Senza entrare nel dettaglio delle feature offerte, è interessante il modo in cui Google sfrutta il suo “Knowledge Graph” – che capisce migliaia di diverse possibili modalità di interazione che gli umani possono intrattenere – per suggerire, ad esempio, il modo in cui rispondere ai nostri contatti sulla base delle nostre conversazioni precedenti. Allo non riconosce soltanto i testi, ma anche le immagini che condividiamo con i nostri contatti, ed è quindi in grado di suggerire – attraverso le “Smart Reply” – il tipo di commento quando ci viene inviata una foto.

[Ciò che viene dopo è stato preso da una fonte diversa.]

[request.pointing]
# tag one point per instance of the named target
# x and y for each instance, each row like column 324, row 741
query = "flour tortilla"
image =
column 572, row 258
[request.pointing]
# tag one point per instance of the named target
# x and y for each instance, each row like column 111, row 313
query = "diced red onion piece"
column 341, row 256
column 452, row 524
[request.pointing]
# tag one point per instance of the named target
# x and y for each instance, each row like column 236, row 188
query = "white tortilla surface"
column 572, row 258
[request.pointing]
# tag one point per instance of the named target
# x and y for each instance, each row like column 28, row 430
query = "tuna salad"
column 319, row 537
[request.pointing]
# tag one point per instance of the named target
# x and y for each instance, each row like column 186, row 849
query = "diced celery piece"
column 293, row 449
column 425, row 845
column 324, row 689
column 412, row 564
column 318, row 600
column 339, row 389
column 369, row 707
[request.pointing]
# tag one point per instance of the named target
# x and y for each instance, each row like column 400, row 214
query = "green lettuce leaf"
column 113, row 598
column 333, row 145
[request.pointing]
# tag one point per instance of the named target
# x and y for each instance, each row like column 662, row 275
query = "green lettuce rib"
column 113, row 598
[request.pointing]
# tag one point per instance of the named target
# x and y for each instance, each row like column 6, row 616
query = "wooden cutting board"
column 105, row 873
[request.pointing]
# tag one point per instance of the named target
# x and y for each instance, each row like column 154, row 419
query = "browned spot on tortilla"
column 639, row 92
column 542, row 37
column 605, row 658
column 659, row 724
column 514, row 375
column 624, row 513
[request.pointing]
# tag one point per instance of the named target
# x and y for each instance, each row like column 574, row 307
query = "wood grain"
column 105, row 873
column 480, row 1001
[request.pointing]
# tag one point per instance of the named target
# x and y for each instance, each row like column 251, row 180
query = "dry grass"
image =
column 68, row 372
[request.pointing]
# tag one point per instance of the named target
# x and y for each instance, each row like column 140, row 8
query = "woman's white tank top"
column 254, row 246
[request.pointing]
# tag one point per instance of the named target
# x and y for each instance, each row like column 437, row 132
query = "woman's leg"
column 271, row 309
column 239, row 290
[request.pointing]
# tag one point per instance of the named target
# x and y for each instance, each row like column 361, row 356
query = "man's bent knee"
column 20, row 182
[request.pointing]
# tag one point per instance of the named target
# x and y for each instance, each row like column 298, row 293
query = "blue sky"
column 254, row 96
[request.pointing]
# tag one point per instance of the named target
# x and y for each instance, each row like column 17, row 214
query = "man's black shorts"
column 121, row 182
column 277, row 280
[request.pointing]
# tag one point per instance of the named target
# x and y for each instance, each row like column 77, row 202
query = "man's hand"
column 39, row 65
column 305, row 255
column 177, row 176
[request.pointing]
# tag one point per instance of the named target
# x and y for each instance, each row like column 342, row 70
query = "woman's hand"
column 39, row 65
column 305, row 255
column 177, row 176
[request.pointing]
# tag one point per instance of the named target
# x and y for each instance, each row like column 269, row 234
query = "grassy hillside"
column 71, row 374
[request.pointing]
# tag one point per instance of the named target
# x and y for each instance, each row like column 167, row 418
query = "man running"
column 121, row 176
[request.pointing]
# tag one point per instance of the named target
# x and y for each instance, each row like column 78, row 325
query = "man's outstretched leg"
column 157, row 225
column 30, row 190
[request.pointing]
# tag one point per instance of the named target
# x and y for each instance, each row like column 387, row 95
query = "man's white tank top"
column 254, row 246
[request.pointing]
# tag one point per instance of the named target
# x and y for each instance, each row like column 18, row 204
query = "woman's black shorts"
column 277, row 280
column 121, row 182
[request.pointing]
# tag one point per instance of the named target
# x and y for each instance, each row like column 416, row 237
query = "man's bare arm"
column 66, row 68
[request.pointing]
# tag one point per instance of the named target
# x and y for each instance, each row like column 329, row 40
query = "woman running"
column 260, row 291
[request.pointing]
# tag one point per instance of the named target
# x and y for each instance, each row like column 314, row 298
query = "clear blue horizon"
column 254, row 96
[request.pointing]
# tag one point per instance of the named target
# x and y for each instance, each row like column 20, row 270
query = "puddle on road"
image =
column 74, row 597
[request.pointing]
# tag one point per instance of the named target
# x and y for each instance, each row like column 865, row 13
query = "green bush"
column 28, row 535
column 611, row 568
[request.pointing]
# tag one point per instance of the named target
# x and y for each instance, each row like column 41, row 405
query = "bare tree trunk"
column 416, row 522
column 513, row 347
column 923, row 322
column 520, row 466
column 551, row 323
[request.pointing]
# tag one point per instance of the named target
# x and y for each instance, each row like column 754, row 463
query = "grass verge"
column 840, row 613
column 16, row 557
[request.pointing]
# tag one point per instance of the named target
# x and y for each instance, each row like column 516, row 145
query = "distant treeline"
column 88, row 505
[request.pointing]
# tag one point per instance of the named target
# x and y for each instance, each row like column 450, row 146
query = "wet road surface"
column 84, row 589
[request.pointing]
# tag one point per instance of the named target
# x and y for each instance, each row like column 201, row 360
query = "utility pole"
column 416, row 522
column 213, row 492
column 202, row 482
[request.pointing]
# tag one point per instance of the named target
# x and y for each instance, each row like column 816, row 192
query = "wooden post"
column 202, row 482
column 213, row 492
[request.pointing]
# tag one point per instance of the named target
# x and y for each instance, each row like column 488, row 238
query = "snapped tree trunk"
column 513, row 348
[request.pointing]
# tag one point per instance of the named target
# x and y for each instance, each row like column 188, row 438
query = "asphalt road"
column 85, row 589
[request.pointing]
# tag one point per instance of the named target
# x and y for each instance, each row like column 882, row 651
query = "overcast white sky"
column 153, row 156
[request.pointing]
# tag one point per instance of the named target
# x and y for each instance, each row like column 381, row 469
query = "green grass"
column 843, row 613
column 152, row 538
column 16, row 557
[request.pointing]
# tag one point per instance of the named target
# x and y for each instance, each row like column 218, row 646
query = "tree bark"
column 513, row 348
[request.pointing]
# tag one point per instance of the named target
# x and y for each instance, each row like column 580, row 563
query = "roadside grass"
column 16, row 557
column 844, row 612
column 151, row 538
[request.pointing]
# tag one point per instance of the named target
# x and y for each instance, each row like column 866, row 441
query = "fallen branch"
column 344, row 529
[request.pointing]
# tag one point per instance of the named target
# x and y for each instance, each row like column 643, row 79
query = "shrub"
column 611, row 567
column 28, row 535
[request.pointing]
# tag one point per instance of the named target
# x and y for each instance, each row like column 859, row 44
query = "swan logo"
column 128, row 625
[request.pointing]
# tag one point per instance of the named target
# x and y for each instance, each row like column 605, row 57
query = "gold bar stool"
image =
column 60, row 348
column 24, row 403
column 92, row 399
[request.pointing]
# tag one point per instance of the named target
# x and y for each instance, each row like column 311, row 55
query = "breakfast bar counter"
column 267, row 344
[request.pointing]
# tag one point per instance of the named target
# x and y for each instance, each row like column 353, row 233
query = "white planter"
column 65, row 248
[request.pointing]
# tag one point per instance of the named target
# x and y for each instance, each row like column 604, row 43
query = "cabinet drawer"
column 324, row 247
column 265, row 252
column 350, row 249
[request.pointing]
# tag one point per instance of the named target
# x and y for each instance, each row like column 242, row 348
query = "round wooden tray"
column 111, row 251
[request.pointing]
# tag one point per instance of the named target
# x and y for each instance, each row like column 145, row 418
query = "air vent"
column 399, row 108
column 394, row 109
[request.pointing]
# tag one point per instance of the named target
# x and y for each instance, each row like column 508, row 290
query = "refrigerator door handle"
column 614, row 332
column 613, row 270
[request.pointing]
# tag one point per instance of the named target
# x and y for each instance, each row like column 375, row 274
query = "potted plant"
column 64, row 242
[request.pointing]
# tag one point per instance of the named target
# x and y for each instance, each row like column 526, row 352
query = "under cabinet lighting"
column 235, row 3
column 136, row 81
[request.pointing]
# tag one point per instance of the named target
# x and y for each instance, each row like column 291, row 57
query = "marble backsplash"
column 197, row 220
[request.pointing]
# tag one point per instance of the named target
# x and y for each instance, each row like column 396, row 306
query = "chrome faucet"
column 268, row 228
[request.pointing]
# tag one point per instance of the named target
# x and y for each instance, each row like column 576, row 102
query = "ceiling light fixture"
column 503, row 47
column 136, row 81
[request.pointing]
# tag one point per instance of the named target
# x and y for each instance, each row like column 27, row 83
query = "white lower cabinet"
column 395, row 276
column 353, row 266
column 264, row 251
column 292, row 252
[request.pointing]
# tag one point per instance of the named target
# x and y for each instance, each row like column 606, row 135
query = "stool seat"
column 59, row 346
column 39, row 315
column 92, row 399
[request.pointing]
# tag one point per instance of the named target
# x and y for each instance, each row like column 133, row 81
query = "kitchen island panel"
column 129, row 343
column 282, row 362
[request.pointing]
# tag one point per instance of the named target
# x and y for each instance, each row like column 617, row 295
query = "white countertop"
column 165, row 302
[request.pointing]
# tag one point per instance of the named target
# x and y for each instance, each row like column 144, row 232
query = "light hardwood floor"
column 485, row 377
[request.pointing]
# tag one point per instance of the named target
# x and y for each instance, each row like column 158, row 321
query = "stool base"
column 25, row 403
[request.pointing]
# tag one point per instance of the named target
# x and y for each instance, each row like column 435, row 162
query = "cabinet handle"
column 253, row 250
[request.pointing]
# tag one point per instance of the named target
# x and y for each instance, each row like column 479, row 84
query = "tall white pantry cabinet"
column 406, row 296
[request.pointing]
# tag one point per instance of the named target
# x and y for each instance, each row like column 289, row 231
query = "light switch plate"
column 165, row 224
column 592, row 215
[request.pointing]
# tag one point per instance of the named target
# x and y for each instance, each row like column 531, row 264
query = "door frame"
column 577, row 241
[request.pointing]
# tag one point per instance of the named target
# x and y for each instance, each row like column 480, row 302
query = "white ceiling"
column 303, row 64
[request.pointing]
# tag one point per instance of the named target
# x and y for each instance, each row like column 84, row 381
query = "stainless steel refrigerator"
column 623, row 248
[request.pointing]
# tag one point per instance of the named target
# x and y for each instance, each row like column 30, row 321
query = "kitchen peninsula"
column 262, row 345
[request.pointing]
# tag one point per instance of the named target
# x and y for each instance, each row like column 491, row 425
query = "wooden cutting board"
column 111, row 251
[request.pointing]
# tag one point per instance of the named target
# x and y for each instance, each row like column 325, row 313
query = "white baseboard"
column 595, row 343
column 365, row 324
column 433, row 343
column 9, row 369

Più lo utilizziamo, più Allo capisce il nostro linguaggio e sarà in grado di suggerire la risposta più adatta grazie al machine learning.

Google è da tempo al lavoro su tecnologie in grado di sfruttare il machine learning, e il 1 Giugno di quest’anno – grazie a Magenta Program – ha prodotto il suo primo prodotto tangibile: una melodia di 90 secondi generata completamente grazie a neural networks “istruiti” per imparare a suonare il piano.



L’obiettivo di Google è quello di creare community di artisti, sviluppatori e ricercatori esperti in machine learning in grado di creare nuove opportunità per gli artisti stessi: anche in questo caso la tecnologia non vuole sostituire gli esseri umani, ma generare nuove forme di espressione e conversazione.

Qui potete trovare alcuni dettagli relativi a Magenta Program.




Questi esempi ci aiutano a capire un po’ meglio in che modo innovazioni di questo tipo possono aiutare i brand a sviluppare esperienze sempre più utili, e ad agevolare le conversazioni con le persone, o a porsi come abilitatori per mettere in contatto le persone, non soltanto offrendo gli strumenti affinché le conversazioni stesse avvengano, ma diventando loro stessi lo strumento di relazione.